Recently, Professor Feng Feng from the Department of Physics and the Experimental Teaching Center at our university, serving as the corresponding author, has published a research paper titled “Optimized O (αs2) Correction to Exclusive Double J/ψ Production at B Factories” in the esteemed physics journal Physical Review Letters (PRL). This marks another research achievement by Professor Feng Feng, following two previous articles where he served as the first author in the same journal. The research received support from the National Natural Science Foundation of China, the Sino-German Cooperation Fund, and involved collaboration with Jia Yu and his research group from the Institute of High Energy Physics, Chinese Academy of Sciences, as well as Sang Wenlong from the Strong Particle Physics Team at School of Physical Science and Technology, Southwest University.
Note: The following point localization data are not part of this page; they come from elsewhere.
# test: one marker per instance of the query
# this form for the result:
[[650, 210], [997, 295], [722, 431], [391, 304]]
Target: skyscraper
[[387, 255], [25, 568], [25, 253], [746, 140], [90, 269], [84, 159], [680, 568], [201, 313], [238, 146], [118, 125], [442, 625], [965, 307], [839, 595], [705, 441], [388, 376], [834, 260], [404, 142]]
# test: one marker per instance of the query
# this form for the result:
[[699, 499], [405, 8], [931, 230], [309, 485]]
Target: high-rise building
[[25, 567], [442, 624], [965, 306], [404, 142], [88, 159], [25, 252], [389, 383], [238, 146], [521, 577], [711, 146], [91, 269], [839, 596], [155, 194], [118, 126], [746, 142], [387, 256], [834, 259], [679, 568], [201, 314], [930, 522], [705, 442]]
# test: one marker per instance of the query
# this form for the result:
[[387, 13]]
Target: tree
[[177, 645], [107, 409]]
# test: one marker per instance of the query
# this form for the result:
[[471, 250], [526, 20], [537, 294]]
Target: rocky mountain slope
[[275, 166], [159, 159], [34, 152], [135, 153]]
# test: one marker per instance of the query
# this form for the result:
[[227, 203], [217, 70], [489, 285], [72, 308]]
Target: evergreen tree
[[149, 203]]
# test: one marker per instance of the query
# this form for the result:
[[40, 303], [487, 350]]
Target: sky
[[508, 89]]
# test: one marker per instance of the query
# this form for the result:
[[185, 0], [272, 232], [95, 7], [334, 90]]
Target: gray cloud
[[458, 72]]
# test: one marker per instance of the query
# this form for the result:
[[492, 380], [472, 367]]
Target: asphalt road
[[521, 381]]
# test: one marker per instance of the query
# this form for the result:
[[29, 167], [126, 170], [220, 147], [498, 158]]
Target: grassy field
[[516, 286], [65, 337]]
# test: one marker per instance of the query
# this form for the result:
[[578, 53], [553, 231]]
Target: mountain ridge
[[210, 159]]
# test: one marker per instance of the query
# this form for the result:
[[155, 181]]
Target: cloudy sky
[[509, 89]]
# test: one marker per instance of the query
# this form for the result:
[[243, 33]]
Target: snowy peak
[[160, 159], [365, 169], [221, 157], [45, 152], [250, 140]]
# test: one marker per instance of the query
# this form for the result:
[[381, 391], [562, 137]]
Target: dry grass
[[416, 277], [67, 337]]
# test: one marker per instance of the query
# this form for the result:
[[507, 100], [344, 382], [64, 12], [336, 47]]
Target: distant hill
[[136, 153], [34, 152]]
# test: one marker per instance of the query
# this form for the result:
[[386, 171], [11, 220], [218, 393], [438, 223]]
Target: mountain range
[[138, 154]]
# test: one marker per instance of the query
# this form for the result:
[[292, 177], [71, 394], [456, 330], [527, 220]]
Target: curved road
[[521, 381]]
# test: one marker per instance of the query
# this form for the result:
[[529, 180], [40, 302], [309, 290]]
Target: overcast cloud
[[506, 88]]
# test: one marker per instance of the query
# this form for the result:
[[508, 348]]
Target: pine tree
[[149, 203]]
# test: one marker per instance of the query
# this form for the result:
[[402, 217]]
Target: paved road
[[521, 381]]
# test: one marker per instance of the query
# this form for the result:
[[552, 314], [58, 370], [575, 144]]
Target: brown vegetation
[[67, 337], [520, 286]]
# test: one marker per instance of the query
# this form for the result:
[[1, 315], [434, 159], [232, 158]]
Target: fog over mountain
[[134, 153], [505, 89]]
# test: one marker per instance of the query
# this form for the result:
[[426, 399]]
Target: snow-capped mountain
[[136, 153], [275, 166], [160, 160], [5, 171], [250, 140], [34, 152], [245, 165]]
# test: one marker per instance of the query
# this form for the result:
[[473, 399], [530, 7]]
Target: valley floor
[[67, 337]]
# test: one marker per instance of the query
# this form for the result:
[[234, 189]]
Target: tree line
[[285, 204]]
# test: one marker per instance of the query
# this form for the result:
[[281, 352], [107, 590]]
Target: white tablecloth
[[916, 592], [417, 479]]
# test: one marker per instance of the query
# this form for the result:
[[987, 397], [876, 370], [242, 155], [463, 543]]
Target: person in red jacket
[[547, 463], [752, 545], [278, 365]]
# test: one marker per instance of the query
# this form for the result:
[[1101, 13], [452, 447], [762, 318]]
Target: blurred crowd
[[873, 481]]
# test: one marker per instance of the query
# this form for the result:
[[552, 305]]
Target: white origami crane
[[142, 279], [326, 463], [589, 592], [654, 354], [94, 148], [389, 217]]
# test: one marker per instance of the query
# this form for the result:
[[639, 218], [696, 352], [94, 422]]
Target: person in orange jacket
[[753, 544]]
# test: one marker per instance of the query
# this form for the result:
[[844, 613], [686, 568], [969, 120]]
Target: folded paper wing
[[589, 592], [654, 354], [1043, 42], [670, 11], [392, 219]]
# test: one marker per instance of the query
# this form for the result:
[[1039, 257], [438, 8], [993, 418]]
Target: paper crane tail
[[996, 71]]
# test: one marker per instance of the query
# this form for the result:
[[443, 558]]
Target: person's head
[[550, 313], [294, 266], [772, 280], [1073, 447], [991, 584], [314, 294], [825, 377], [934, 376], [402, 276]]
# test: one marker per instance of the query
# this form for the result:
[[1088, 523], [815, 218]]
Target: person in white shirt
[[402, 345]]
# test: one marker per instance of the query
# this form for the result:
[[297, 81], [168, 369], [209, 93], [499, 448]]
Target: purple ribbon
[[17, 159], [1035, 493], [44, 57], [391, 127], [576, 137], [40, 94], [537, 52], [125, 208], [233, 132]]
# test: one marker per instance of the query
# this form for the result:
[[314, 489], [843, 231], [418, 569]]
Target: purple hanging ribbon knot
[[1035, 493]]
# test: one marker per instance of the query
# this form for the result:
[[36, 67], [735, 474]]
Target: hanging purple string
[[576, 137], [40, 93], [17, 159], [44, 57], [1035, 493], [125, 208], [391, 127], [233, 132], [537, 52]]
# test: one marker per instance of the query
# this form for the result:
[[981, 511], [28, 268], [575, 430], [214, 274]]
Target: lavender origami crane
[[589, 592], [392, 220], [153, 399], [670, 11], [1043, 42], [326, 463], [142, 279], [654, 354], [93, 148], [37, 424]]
The process of double J/ψ production at the Electron-Positron Collider serves as an ideal platform for investigating both perturbative and non-perturbative effects in Quantum Chromodynamics (QCD). Over the past two decades, it has been a focal point in QCD research. The process е+е-→j/ψ+j/ψ, despite possessing a highly clean experimental signal has not been detected to date. In 2008, researchers Gong Bin and Wang Jianxiong from the Institute of High Energy Physics calculated the next-to-leading-order QCD corrections for this process and discovered a significant negative correction at the single-loop level. This finding has been considered a partial explanation for the lack of experimental detection of this process.

Through careful analysis, the authors identified that the high-order Feynman diagrams for double J/ψ production through independent two-photon fragmentation are the main cause of the non-convergence of perturbation theory. Therefore, they proposed an improvement plan to decompose the perturbative fixed-order diagrams into fragmentation and non-fragmentation parts in a gauge-invariant way. For the fragmentation part, they used the experimentally precisely measured J/ψ lepton decay width as input, which is equivalent to re-summing all high-order corrections corresponding to the fragmentation part, effectively avoiding the non-convergence of the perturbative expansion. The contribution of the non-fragmentation part can be obtained through the traditional NRQCD factorization scheme. The study showed that the perturbative convergence of the optimized NRQCD predictions becomes very good. In the end, the authors provided the most accurate predictions for the J/ψ distribution and total cross-section to date. This theoretical research suggests that there is a promising possibility of observing this process in the future Super B Factories.